Assume we have the following epochs
Epoch Genaration
import os.path
import autoreject
import mne
import numpy as np
import numpy.random
import pandas as pd
from mne_features.feature_extraction import extract_features
# config.DISABLE_JIT = True
numpy.random.seed(0)
dpath=os.path.join('/home/rpb/mne_data/MNE-sample-data/MEG/sample/','sample_audvis_filt-0-40_raw.fif')
# sample_data_raw_file='sample_audvis_filt-0-40_raw.fif'
raw = mne.io.read_raw_fif(dpath,preload=False)
picks = mne.pick_types(raw.info, meg=False, eeg=True, stim=False)
n_times = raw.times[-1]
nduration = int(n_times) # in seconds
epoch_size=6
ls_b = range(0, nduration, epoch_size)
tmin, tmax = 0,epoch_size
event_id = 1 # This is used to identify the events.
events = mne.make_fixed_length_events(raw, event_id, start=0, stop=None, duration=tmax)
df = pd.DataFrame(events, columns=['time_point', 'duration', 'event']).reset_index()
df.drop(columns=['event'],inplace=True)
df.rename({'index':'event'},inplace=True,axis=1)
df = df[['time_point', 'duration', 'event']]
v=df['event'].values.tolist()
event_ids= { str(idx) : idx for idx in v }
epochs = mne.Epochs(raw, events=df.to_numpy(), event_id=event_ids, baseline=None,
verbose=True, tmin=tmin, tmax=tmax, preload=True,picks=picks)
Epoch label
Assume we have the following label for each of the epoch
df = pd.DataFrame(np.random.randint(1, 10, len(epochs)),columns=['class'])
Clean the data using autoreject
ar = autoreject.AutoReject(n_interpolate=[1, 2, 3, 4], random_state=11,
n_jobs=-1, verbose=False,cv=5)
ar.fit(epochs[:10]) # fit on a few epochs to save time
epochs_ar, reject_log = ar.transform(epochs, return_log=True)
Get the univariate
features_drops = extract_features(epochs_ar.get_data(), raw.info["sfreq"],
selected_funcs=['skewness'], return_as_df=True,
ch_names=epochs.ch_names,n_jobs=1)
For simplicity, we consider only two features
features_drops=features_drops.iloc[:,0:1]

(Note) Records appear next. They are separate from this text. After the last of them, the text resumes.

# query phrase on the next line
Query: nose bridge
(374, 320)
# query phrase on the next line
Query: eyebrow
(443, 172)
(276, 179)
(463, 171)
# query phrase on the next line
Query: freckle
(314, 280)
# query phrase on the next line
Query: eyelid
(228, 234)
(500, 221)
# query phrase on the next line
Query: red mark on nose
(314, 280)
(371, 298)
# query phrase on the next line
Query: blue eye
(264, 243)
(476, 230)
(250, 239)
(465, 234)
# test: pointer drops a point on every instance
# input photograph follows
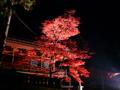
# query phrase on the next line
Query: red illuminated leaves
(61, 28)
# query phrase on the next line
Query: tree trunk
(4, 37)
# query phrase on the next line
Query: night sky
(99, 27)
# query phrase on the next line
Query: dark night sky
(98, 27)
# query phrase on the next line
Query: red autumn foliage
(55, 46)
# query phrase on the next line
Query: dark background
(99, 28)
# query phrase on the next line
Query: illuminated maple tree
(56, 46)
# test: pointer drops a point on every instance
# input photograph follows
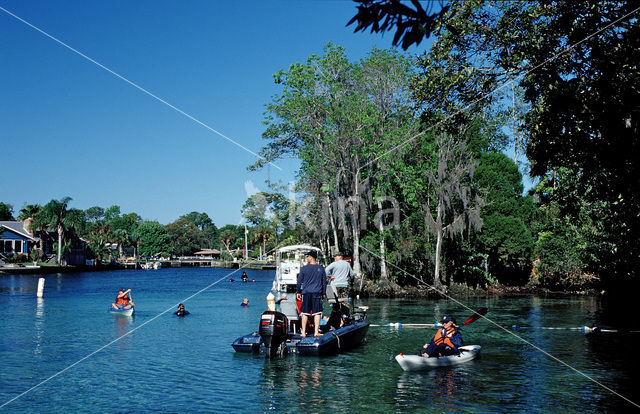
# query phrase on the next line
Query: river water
(55, 354)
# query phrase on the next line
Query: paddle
(479, 314)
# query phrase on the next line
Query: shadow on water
(188, 365)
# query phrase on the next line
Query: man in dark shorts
(311, 289)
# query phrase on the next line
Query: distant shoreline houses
(16, 239)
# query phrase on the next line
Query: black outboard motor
(273, 330)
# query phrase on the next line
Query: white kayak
(123, 312)
(417, 362)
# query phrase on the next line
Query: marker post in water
(40, 292)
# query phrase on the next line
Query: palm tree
(227, 238)
(29, 211)
(262, 234)
(55, 215)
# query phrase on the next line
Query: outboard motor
(273, 330)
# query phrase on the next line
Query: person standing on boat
(311, 289)
(123, 300)
(446, 341)
(340, 273)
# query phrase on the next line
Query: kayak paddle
(479, 314)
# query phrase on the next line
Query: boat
(289, 260)
(418, 362)
(276, 338)
(121, 312)
(279, 332)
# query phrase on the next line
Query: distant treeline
(402, 159)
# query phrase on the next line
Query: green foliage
(6, 212)
(186, 237)
(155, 239)
(505, 236)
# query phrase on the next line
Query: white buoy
(40, 292)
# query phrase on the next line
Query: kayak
(417, 362)
(123, 312)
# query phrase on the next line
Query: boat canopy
(296, 248)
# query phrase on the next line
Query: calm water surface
(171, 364)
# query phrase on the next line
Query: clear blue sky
(70, 128)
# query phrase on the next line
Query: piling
(40, 292)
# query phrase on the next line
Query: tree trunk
(436, 274)
(333, 224)
(60, 238)
(384, 276)
(355, 229)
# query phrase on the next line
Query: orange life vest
(439, 338)
(124, 300)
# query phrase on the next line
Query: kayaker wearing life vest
(123, 300)
(446, 340)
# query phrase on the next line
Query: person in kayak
(181, 311)
(123, 300)
(311, 289)
(446, 341)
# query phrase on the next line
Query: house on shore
(208, 254)
(16, 238)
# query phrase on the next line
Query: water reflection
(442, 386)
(123, 325)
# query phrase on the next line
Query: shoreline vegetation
(403, 164)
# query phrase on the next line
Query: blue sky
(70, 128)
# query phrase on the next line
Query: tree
(29, 211)
(204, 223)
(97, 232)
(411, 24)
(154, 239)
(450, 202)
(505, 238)
(55, 215)
(576, 64)
(124, 228)
(342, 119)
(186, 238)
(6, 212)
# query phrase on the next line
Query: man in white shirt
(340, 273)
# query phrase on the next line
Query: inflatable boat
(417, 362)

Remap the epoch label to the mne_features
output
features_drops['dlabel']=df.loc[[not bool(x) for x in epochs_ar.drop_log], 'class'].values
Sanity Check
We can visually check whether the above step is correct by comparing with the original epochs features below.

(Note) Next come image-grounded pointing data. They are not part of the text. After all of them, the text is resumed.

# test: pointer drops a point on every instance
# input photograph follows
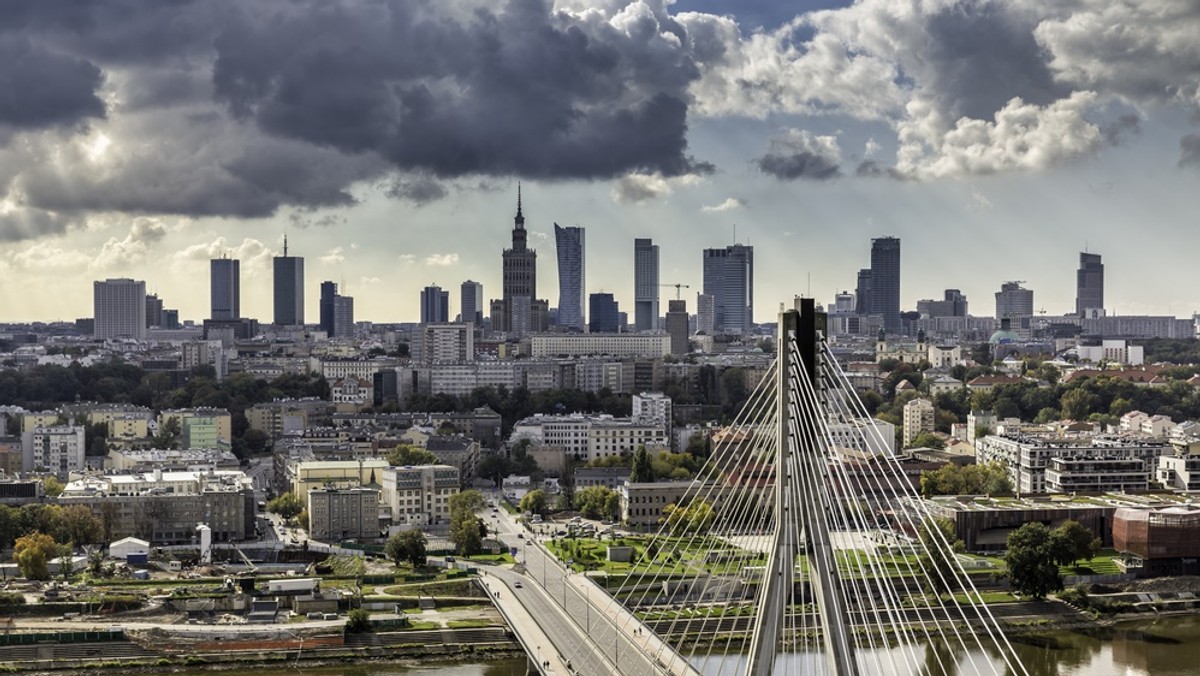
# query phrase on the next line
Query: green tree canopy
(407, 546)
(970, 479)
(1030, 558)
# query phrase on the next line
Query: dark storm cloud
(977, 57)
(41, 89)
(798, 154)
(513, 91)
(1189, 151)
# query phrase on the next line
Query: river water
(1169, 646)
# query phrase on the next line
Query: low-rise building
(420, 496)
(341, 514)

features_ = extract_features(epochs.get_data(), raw.info["sfreq"],
selected_funcs=['skewness'], return_as_df=True,
ch_names=epochs.ch_names,n_jobs=1)
## For simplicity, just consider two features
features_=features_.iloc[:,0:1]
features_['dlabel']=df.values
## Reference for cross check
drop_idx=[n for n, dl in enumerate(epochs_ar.drop_log) if len(dl)]
REMARK:
I purposely put this here for my future reference. However, should other have better suggestion, please share below.